Mr Murray said building resilience into infrastructure networks was a shared responsibility of all governments, communities, developers, and the insurance industry given more frequent floods and bushfires.
“These extraordinary events are with us, they’re here, and we’ll have to address it,” he said.
“Doing the same things over and over again (won’t work). We’ve got to actually instigate some of those reforms and work out what we need to do.
“And the burning question that is on a lot of people’s lips is, ‘Is a city like Lismore built in the right place?’ We can’t ignore that question. Is the solution infrastructure? Do we build a bigger bank? What do we do?

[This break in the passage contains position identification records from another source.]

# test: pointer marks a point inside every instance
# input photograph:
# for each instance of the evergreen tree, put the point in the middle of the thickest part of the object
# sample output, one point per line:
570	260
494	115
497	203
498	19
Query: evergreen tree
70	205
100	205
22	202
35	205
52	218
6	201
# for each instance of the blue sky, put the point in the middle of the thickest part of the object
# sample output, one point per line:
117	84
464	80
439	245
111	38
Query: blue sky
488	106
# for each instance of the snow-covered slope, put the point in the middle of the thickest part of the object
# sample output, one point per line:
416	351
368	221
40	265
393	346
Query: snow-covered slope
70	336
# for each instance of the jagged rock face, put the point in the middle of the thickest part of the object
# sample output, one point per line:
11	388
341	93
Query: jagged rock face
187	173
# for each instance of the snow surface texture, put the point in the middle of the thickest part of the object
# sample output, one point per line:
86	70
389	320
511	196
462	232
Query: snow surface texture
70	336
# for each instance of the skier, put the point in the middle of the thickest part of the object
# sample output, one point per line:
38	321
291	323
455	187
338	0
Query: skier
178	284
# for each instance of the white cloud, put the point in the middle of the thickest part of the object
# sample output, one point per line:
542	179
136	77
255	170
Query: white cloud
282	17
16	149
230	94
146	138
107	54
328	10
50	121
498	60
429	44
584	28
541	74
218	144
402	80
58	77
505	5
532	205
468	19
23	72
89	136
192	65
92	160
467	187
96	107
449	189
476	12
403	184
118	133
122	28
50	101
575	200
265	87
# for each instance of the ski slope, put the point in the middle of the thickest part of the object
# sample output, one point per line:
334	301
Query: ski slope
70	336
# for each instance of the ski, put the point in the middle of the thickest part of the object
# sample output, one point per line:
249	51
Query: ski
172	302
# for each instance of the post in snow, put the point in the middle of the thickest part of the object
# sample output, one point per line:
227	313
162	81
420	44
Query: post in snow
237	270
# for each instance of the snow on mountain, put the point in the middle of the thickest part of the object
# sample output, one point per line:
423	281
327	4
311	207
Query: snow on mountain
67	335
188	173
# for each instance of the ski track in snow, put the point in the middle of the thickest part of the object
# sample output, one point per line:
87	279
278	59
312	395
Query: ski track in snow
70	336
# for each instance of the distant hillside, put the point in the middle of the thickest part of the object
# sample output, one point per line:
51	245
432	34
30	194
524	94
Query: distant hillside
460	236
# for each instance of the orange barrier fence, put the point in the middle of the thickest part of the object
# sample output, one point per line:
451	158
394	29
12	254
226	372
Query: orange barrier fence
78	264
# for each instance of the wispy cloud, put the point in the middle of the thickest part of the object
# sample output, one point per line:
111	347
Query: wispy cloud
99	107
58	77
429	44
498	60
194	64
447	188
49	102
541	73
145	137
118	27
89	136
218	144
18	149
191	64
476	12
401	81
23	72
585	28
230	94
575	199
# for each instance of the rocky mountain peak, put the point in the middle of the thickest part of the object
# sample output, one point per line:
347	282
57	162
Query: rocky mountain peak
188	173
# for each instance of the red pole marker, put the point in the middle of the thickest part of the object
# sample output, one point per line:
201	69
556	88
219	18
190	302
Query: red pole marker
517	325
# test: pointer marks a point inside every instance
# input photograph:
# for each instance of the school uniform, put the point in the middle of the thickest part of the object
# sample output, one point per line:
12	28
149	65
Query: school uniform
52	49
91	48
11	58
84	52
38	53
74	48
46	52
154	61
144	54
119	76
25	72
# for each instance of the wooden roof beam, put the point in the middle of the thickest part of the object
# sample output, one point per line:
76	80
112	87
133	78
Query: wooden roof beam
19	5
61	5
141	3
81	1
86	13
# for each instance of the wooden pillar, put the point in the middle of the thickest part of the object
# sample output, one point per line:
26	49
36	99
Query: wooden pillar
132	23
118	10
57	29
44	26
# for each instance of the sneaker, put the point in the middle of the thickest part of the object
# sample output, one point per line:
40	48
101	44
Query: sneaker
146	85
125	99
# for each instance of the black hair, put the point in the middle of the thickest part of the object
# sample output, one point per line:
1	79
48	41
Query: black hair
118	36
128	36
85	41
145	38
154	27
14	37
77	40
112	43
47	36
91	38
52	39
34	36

That’s where the planning comes in.”
The IA chair is from the New England electorate of Infrastructure, Transport and Regional Development Minister Barnaby Joyce, and has described himself as a “fairly solid Barnaby supporter”. His appointment was strongly criticised by Anthony Albanese, who has said he will review from top to bottom IA’s purpose and performance if Labor wins the election.
“I am disappointed that the current government has allowed Infrastructure Australia to drift in recent years and that it just recently stacked the board with political appointees with questionable credentials,” the Opposition Leader said last week.
He also said the Morrison government had used scarce infrastructure funds to shore up Coalition seats.
Mr Murray said the federal advisory body had deep expertise and an unmatched database and was open to seeing it evolve to achieve better outcomes for taxpayers and the sector.
IA chief executive Romilly Madew said resilience needed to be incorporated at the planning stage for new or refurbished infrastructure. “If it’s not embedded right up front then it’s just not happening, and we’ve seen that,” Ms Madew said.
“As the Insurance Council of Australia has said, 97 per cent of funds are used for clean up, and only 3 per cent on prevention.
“We should be spending more in the planning phase on prevention,” she added.
Although prevention sits outside IA’s remit, Mr Murray said its expertise and industry links could come into play in the future.
Mr Murray said there was “no simple solution” to mitigating the risks to places and infrastructure from climate change, but added: “We’ve got to plan our nation better. It will take us decades and decades to get to where we need to be with a solution.
“There’s no government anywhere that’s going to be able to apply a budget that’s going to be able to satisfy the needs of these responses into the future, but we’ve got to be able to take the first steps on the journey.
“We just can’t keep doing what we’ve done after every other bushfire or after every other flood,” he said.
“We’ve got to change things, and that will be the confronting part for many, many people in many different sectors.”